VIVUS (VVUS) : Meditor Group Ltd reduced its stake in VIVUS by 38.29% during the most recent quarter end. The investment management company now holds a total of 1,830,000 shares of VIVUS which is valued at $3,294,000 after selling 1,135,616 shares in VIVUS , the firm said in a disclosure report filed with the SEC on Apr 18, 2016.VIVUS makes up approximately 2.28% of Meditor Group Ltd’s portfolio.
VIVUS opened for trading at $1.78 and hit $1.82 on the upside on Friday, eventually ending the session at $1.8, with a gain of 0.56% or 0.01 points. The heightened volatility saw the trading volume jump to 5,79,812 shares. Company has a market cap of $187 M.

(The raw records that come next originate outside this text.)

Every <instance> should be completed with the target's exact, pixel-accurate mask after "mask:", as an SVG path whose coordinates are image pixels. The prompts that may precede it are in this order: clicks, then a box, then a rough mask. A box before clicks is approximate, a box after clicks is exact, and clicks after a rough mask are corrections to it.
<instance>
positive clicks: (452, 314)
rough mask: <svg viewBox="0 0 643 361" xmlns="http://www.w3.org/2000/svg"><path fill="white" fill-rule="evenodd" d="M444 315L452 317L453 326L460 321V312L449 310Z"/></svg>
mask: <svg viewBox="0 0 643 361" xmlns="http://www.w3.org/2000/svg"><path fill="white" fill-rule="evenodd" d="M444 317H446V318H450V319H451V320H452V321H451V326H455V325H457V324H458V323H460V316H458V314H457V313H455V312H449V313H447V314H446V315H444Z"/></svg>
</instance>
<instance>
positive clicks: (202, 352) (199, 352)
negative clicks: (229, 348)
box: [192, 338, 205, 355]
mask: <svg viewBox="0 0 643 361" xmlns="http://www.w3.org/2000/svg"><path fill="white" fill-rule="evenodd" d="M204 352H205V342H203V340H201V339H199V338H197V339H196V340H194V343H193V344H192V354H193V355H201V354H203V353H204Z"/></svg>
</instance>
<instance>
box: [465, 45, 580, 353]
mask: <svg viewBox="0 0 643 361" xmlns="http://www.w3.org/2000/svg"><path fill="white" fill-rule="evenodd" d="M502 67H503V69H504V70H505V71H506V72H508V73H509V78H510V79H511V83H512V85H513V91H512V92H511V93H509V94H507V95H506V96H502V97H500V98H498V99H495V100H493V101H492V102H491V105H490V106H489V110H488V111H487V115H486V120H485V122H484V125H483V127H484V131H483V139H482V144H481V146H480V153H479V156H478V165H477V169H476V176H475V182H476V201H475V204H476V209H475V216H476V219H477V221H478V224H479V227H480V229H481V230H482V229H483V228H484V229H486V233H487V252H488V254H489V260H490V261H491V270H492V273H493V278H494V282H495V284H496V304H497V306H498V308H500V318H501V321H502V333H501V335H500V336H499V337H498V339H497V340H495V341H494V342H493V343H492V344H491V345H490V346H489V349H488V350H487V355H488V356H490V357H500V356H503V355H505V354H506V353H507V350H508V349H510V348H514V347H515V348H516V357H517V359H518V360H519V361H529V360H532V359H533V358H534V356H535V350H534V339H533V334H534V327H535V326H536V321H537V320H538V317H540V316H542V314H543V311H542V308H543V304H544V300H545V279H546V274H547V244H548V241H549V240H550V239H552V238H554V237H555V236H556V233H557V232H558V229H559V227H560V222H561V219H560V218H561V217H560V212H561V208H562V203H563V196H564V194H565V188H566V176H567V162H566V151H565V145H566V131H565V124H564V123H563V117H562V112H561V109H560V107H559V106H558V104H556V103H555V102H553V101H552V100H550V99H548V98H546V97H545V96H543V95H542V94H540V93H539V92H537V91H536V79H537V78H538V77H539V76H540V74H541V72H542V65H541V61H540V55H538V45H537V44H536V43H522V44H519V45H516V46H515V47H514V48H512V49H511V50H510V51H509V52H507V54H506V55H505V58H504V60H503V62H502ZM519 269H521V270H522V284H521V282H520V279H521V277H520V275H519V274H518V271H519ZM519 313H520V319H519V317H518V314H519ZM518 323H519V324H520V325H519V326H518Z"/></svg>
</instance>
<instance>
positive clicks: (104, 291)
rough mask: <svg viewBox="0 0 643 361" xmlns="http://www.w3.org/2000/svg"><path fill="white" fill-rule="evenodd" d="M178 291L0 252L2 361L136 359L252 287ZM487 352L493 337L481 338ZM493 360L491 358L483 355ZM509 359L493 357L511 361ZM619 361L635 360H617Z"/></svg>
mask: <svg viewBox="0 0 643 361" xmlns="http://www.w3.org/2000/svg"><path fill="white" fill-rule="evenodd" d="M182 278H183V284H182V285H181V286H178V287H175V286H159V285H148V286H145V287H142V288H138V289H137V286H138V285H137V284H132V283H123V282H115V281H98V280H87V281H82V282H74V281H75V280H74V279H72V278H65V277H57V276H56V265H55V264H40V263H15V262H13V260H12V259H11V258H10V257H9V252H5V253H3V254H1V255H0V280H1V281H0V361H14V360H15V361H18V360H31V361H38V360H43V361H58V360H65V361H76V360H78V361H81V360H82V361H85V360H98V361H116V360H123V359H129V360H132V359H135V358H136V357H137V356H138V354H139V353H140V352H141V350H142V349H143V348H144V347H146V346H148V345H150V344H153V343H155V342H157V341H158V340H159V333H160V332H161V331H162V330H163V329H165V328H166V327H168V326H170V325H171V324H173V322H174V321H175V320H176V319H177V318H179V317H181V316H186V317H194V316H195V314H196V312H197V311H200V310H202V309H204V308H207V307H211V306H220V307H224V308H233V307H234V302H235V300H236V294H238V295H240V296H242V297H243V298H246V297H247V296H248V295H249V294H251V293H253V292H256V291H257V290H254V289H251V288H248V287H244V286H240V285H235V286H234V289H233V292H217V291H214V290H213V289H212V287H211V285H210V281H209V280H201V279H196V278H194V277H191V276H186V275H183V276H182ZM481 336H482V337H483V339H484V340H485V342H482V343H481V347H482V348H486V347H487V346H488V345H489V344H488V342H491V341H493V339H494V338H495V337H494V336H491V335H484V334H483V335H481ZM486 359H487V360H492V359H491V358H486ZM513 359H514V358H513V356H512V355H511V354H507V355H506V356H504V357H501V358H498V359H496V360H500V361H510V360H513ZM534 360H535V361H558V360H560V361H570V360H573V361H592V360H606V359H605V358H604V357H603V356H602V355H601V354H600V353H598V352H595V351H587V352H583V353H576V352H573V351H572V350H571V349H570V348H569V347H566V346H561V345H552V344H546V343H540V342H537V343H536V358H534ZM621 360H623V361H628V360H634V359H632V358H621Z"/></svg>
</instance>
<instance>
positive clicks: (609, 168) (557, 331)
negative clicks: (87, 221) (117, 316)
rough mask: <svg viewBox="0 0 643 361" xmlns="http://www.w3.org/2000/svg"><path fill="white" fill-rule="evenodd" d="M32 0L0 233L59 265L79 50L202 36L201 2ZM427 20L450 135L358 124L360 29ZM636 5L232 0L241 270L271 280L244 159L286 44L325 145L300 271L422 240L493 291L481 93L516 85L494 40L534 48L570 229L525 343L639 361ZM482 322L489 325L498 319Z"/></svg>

Other Hedge Funds, Including , Simplex Trading sold out all of its stake in VVUS during the most recent quarter. The investment firm sold 18,606 shares of VVUS which is valued $32,002.Creative Planning reduced its stake in VVUS by selling 6,982 shares or 45.52% in the most recent quarter. The Hedge Fund company now holds 8,355 shares of VVUS which is valued at $14,371.
On the company’s financial health, VIVUS reported $-0.12 EPS for the quarter, based on the information available during the earnings call on Mar 9, 2016. Analyst had a consensus estimate of $-0.12. The company had revenue of $15.34 million for the quarter, compared to analysts expectations of $22.90 million. The company’s revenue was down -29.3 % compared to the same quarter last year.During the same quarter in the previous year, the company posted $-0.25 EPS.

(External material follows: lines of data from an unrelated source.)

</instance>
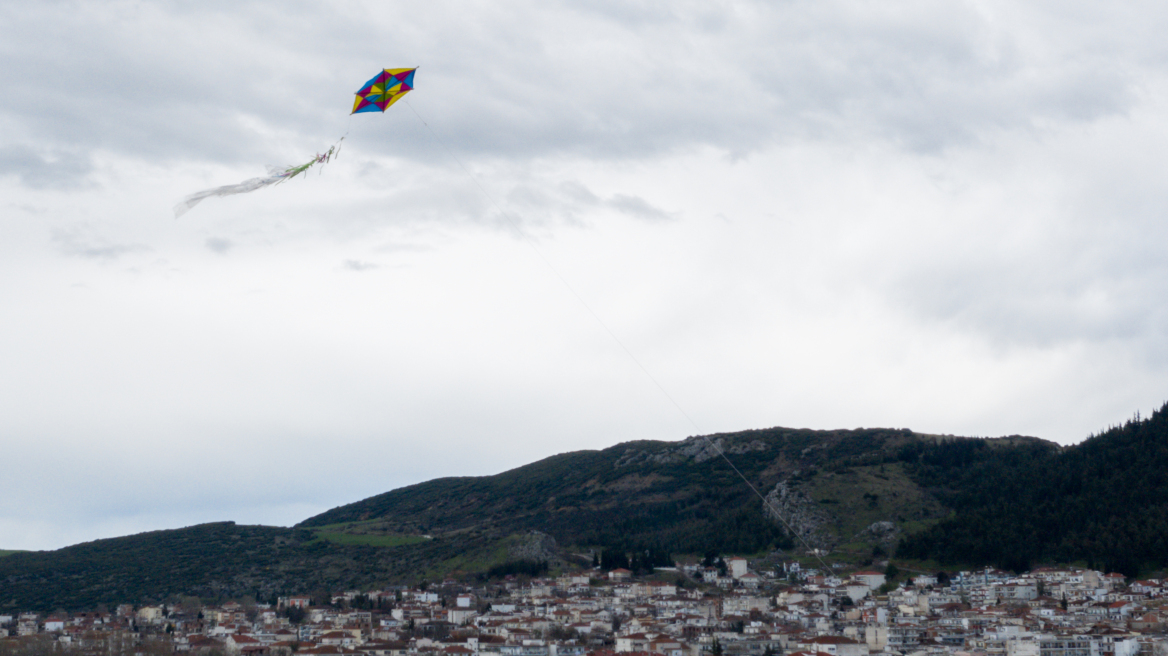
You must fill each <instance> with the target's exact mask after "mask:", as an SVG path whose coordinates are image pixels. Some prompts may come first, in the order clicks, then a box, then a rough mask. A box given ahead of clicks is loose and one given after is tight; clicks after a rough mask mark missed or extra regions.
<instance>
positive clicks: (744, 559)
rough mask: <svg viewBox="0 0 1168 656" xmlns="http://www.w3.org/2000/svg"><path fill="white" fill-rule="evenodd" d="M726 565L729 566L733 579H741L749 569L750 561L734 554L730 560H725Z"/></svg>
mask: <svg viewBox="0 0 1168 656" xmlns="http://www.w3.org/2000/svg"><path fill="white" fill-rule="evenodd" d="M726 567H729V568H730V577H731V578H734V579H741V578H742V577H743V575H745V574H746V572H748V571H749V570H750V563H749V561H748V560H746V559H745V558H742V557H739V556H735V557H734V558H731V559H730V560H726Z"/></svg>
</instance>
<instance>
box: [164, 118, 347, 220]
mask: <svg viewBox="0 0 1168 656" xmlns="http://www.w3.org/2000/svg"><path fill="white" fill-rule="evenodd" d="M341 141H345V138H343V137H341V139H340V140H339V141H338V142H336V144H333V145H332V146H329V148H328V151H325V152H324V153H318V154H317V156H314V158H312V159H311V160H308V161H307V162H305V163H303V165H300V166H274V167H267V177H252V179H251V180H244V181H243V182H241V183H238V184H227V186H223V187H216V188H214V189H206V190H203V191H199V193H196V194H192V195H189V196H187V197H186V198H183V200H182V201H181V202H180V203H179V204H176V205H174V218H179V217H180V216H182V215H185V214H187V212H188V211H190V209H192V208H194V207H195V205H197V204H199V203H200V202H202V200H203V198H210V197H211V196H232V195H235V194H249V193H251V191H255V190H256V189H263V188H264V187H270V186H272V184H279V183H281V182H285V181H287V180H292V179H293V177H296V176H298V175H300V174H301V173H304V172H306V170H308V169H310V168H312V167H313V166H315V165H324V163H328V162H331V161H333V160H334V159H336V155H338V154H339V153H340V152H341Z"/></svg>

VIVUS Inc. is a biopharmaceutical company. The Company is engaged in the development and commercialization of therapeutic products. It provides two therapies approved by the Food and Drug Association (FDA) which include Qsymia (phentermine and topiramate extended-release) for chronic weight management and STENDRA (avanafil) for erectile dysfunction (ED). The Company is also developing and has completed the Phase II studies of Qsymia for the indication of OSA and diabetes. Qsymia is available in over 42000 certified retail pharmacies across the country. STENDRA is also approved by the European Commission (EC) under the name SPEDRA for the treatment of ED in the Europe. As of September 18 2014 the FDA approved a Supplemental New Drug Application (sNDA) for STENDRA. STENDRA is indicated to be taken approximately 15 minutes before sexual activity.